Natural genetic differences can impact the ability of monoclonal antibody (mAbs) therapies to bind to their target proteins, research suggests.
The findings, in Science Translational Medicine, suggest these variations should therefore be considered in the design of drugs and their clinical use.
They could also impact how the therapies are tested in clinical trials and tailored for individual patients during treatment.
For almost every antibody analyzed, the researchers found protein variants either within or near the antibody-antigen interface. In a significant proportion of cases, these were predicted to disrupt antigen recognition.
“Physicians must be aware of the potential for resistance due to polymorphisms in the targeted epitopes,” maintained Romina Marone, PhD, from University Hospital Basel in Switzerland, and fellow investigators.
“A diagnostic test for known epitope-associated variants could help avoid ineffective treatments in patients carrying those variants and guide treatment decisions, especially when multiple antibodies are available.”
mAbs have become crucial treatments for a wide range of diseases, binding to specific sites on a target proteins in a way.
Because this relies on the interaction of particular amino acids, there is the potential for variations in these target proteins to affect binding activity, and therefore the effectiveness of these therapies.
Marone and co-workers investigated how genetic diversity in epitopes bound by therapeutic mAbs might affect antigen-specific therapies by systematically analyzing the prevalence of naturally occurring single nucleotide variants (SNVs) across human therapeutic antigens.
They then examined how the resulting protein variants could affect the binding of therapeutic antibodies, both those approved and in clinical development.
The team discovered multiple SNVs in the respective epitope regions for every antibody analyzed, a substantial portion of which were predicted to alter antibody binding.
This could occur by directly by disrupting the antibody-antigen interface without affecting the structure or function of the antigen or by indirectly by altering its structure itself.

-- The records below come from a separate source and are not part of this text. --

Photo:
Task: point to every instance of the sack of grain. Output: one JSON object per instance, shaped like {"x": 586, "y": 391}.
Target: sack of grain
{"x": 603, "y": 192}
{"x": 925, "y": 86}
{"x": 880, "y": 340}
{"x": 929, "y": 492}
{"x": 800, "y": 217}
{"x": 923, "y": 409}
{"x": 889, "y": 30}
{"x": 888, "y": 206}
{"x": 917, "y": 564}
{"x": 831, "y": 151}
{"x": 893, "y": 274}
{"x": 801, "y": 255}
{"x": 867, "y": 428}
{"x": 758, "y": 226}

Further investigations on the impact of 43 SNVs located at 26 epitope residues in four target proteins revealed that, for 19 of these SNVs, there was a reduction or complete loss of antibody binding, consistent with the computational predictions.
The naturally occurring SNVs causes amino substitutions at epitope residues that completely abolish binding of therapeutic antibodies to their target.
For example, a mutation in CD38 resulted in the loss of binding by daratumumab, which is an mAb approved for multiple myeloma. However, it did not impact the binding of the mAb isatuximab, indicating patient with the variant should this treatment.
In another instance, genetic variation affected antibodies that bound HER-2, impacting on trastuzumab and pertuzumab breast cancer therapies.
“Our findings have important implications for both clinical practice and therapeutic development,” the researchers reported.
“In particular, we argue that integrating genetic testing with accurate predictive models could help identify patients who are less likely to benefit from specific therapies.
“This has the potential to bring clarity for patients and physicians, reduce unnecessary treatments, minimize exposure to side effects, and optimize healthcare resources, ultimately improving patient care and outcomes.
“Moreover, our results may be valuable to the biotech and pharmaceutical industries. Accounting for genetic variation could help avoid false-negative outcomes that might otherwise bias clinical efficacy and could inform the development of mAbs targeting alternative, nonoverlapping epitopes, thereby enhancing treatment efficacy and coverage across genetically diverse patient groups.”